RapidMiner and data modeling

Ready to see how easy it is to create a prediction model using RapidMiner?  I thought so!

Create a new process

When you are working in RapidMiner, your project is known as a process.  So we will start by running RapidMiner and creating a new process.

 

 

The version of RapidMiner used in this tutorial is version 5.3.  Once the application is open, you will be presented with the following start screen.

 From this screen you will click on New Process

 You are presented with the main user interface for RapidMiner.  One of the most compelling aspects of Rapidminer is it's ease of use and intuitive user interface.  The basic flow of this process is as follows:

  • Import your test and training data from CSV files into your RapidMiner repository.  This can be found in the repository menu under Import CSV file
  • Once your data has been imported into your repository, the datasets can be dragged onto your process surface for you to apply operators
  • You will add your training data to the process
  • Next, you will add your testing data to the process
  • Search the operators for Decision Tree and add the operator
  • In order to use your training data to generate a prediction on your testing data using the Decision Tree model, we will add an "Apply Model" operator to the process.  This operator has an input that you will associate with the output model of your Decision Tree operator.  There is also an input that takes "unlearned" data from the output of your testing dataset.
  • You will attach the outputs of Apply Model to the results connectors on the right side of the process surface.
  • Once you have designed your model, RapidMiner will show you any problems with your process and will offer "Quick fixes" if they exists that you can double click to resolve.  
  • Once all problems have been resolved, you can run your process and you will see the results that you wired up to the results side of the process surface.
  • Here are screenshots of the entire process for your review

 Empty Process

 

Add the training data from the repository by dragging and dropping the dataset that you imported from your CSV file

 

Repeat the process and add the testing data underneath the training data

Now you can search in the operators window for Decision Tree operator.  Add it to your process.

The way that you associate the inputs and outputs of operators and data sets is by clicking on the output of one item and connecting it by clicking on the input of another item.  Here we are connecting the output of the training dataset to the input of the Decision Tree operator.

 

Next we will add the Apply model operator

Then we will create the appropriate connections for the model

Observe the quick fixes in the problems window at the bottom.. you can double click the quick fixes to resolve the issues.

You will be prompted to make a simple decision regarding the problem that was detected.  Once you resolve one problem, other problems may appear.  be sure to resolve all problems so that you can run your process.

Here is the process after resolving all problems.

 

Next, I select the decision tree operator and I adjust the following parameters:

Maximum Depth: change from 20 to 5.

check both boxes to make sure that the tree is not "pruned".

Once this has been done, you can Run your process and observe the results.  Since we connected both the model as well as the labeled result to the output connectors of the process, we are presented with a visual display of our Decision Tree (model) as well as the Test data set with the prediction applied.

(Decision Tree Model)

 

(The example test result set with the predictions applied)

 

As you can see, RapidMiner makes complex data analysis and machine learning tasks extremely easy with very little effort.

This concludes my tutorial on creating Decision Trees in RapidMiner.

Until next time,

 

Buddy James

 



Add comment

  Country flag

biuquote
  • Comment
  • Preview
Loading

About the author

My name is Buddy James.  I'm a Microsoft Certified Solutions Developer from the Nashville, TN area.  I'm a Software Engineer, an author, a blogger (http://www.refactorthis.net), a mentor, a thought leader, a technologist, a data scientist, and a husband.  I enjoy working with design patterns, data mining, c#, WPF, Silverlight, WinRT, XAML, ASP.NET, python, CouchDB, RavenDB, Hadoop, Android(MonoDroid), iOS (MonoTouch), and Machine Learning.
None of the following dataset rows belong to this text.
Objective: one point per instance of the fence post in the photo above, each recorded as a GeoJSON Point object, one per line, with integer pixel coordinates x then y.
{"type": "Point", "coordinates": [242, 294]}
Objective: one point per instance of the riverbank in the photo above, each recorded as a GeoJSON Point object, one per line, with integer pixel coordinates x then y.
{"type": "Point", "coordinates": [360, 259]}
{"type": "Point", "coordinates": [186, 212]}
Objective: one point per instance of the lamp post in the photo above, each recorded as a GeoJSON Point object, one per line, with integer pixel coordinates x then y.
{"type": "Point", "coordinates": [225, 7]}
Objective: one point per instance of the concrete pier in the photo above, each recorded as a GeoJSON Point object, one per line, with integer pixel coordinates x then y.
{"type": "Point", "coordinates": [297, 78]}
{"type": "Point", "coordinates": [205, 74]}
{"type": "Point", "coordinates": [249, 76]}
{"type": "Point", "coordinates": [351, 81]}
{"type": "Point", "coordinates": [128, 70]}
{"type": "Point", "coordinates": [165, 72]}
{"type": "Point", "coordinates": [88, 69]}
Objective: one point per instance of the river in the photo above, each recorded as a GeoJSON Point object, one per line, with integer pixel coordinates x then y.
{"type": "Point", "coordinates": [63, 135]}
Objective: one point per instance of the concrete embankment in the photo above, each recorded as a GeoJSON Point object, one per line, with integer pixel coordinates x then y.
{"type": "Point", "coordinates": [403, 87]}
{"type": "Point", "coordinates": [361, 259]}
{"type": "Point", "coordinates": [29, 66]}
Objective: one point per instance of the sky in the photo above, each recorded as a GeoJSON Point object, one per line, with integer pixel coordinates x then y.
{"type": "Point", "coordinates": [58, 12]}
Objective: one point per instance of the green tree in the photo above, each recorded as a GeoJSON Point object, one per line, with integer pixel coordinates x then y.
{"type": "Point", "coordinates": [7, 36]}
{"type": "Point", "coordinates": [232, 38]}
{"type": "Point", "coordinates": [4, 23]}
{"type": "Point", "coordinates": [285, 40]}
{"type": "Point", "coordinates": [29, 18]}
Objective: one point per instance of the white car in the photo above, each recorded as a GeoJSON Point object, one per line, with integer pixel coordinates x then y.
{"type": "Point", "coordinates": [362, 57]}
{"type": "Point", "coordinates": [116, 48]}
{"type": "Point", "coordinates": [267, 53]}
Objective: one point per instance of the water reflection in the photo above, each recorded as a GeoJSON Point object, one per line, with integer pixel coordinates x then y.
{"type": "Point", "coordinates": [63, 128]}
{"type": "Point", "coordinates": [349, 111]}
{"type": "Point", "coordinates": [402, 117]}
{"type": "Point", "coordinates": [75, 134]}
I love technology and I love to develop software, collect data, analyze the data, and learn from the data.  When I'm not coding,  I'm determined to make a difference in the world by using data and machine learning techniques. (follow me at @budbjames).  

Related links

Month List

refactorthis.net | Xamarin 2.0 Product Review - Android and iOS development in C# just got easier
Infragistics JQuery controls

Xamarin 2.0 Product Review - Android and iOS development in C# just got easier

Xamarin 2.0 : The prayers of mobile developers have been answered

 

Hello, and welcome to my latest article on refactorthis.net.  This article is a product review of the latest release by Xamarin called Xamarin 2.0.

The state of mobile development

We are experiencing a revolution unlike any in the history of software development.  Thanks to mobile devices, most of the world's population holds more computing power in their pocket than I could have dreamed about when I first started writing programs back in the days before the internet.  I remember when we dialed into BBS or Bulletin Board Systems which were communities that ran on your neighbor's computer and allowed us to send email and play text based door games to pass the time.  My how times have changed.  And with this change brings a new paradigm for software developers to learn in order to keep up with the now hyper speed pace of devices and technology.  We now live in a world where our TV's have IP addresses, and our children have cell phones.  At the forefront of this new way of software development is Xamarin. 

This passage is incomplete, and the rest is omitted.